In Luke 6:27-38, we are reminded that He is quick to mercy and slow to condemn. He has been patient and forgiving toward us, so we should be forgiving and patient toward others, too. While it is easy to justify everything according to the worldly standards of manipulation, cheap justice, victimization, or retribution, He reminds us that divine justice and mercy will be measured according to the measured we have given to others. We are asked to be merciful just as our Heavenly Father is merciful.

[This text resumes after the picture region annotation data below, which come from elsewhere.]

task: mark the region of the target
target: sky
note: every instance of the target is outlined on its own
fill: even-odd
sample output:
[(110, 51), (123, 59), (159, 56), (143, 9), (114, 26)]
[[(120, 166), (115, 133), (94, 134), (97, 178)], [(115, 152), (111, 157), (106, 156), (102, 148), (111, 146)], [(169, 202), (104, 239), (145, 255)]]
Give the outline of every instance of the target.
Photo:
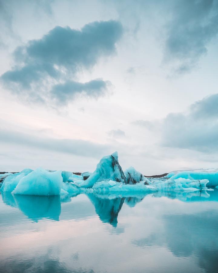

This is hard! The Lord asks us to do what is humanly impossible. It is very hard to love our enemies, do good to those who hate us, bless those who curse us, and pray for those who mistreat us. This is all oxymoronic in human terms, yet it is paradoxically important and foundational for the life of Christian discipleship. Our Savior and Redeemer lived and put into practice all of those values, and we are called to do the same as His disciples. He could had done what was easy, effective, or favorable in our human terms when accusations, wrongs, and evil were dealt to Him. We are asked to become Christlike, to give what is of God even though it is hard at times. We are called to have the heart of Christ toward those who have hurt us, those who are not appealing, and those whom we cannot benefit from. He has told us clearly that ordinary people — as a matter of fact, even sinners — love those who love them and do good to those who do good to them. It is easy to lend and demand the same amount given or dealt with.

He has reminded us that our true reward and the favorable outcome will not be of this world’s standards. The true justification of our actions are of Him and our righteousness are found in Him. Who we are, how we respond, how we live our lives need to be in light of our relationship with the Almighty who has been loving, patient, and forgiving toward us and those who are around us. If He has dealt with us as we deserved, none of us would be here nor dare to be in His presence, yet we are given and blessed by His mercy. While the Lord is just, and we will answer to that justice at the end of our lives in front of the judgment seat, He has given us many opportunities to repent, convert our hearts, and change our ways with His infinite mercy and patience so that none of us who are seeking Him might be lost. As Christians, we are called to measure our lives, our words and actions, according to the standards of the Lord Jesus Christ and not of this world.

Therefore, let us take some time to step back, learn to make intentional efforts to understand the situation or the person that is hard to deal with at the moment. While it is so tempting to become reactionary, verbally or humanly expressive of how we like to deal with them or think that they deserve, let us make a conscientious effort to pray, reflect, and discern what is appropriate in the light of the Gospel and what He has taught us through His own life examples. Even if we find the person or situation hard to forgive at the moment, may we not quickly condemn and punish the person without giving him or her a chance to experience the mercy of God, beginning with our intercessory prayers for his or her salvation and conversion of heart.

If we begin with justice and end with mercy, we can learn — little by little — to seek and understand the truth as it truly is in the grand scheme of life and of salvation history, especially as to trust in God‘s divine providence in putting true charity into practice. If we begin and end everything in prayer, He will teach how to radically trust, forgive, and be merciful even when we cannot see or understand the outcome right away. This is who we are, and even when we failed at times, we can always put into practice what He expects and asks of us as His disciples.

Let us give thank to the Lord for He is good, for His mercy endures forever.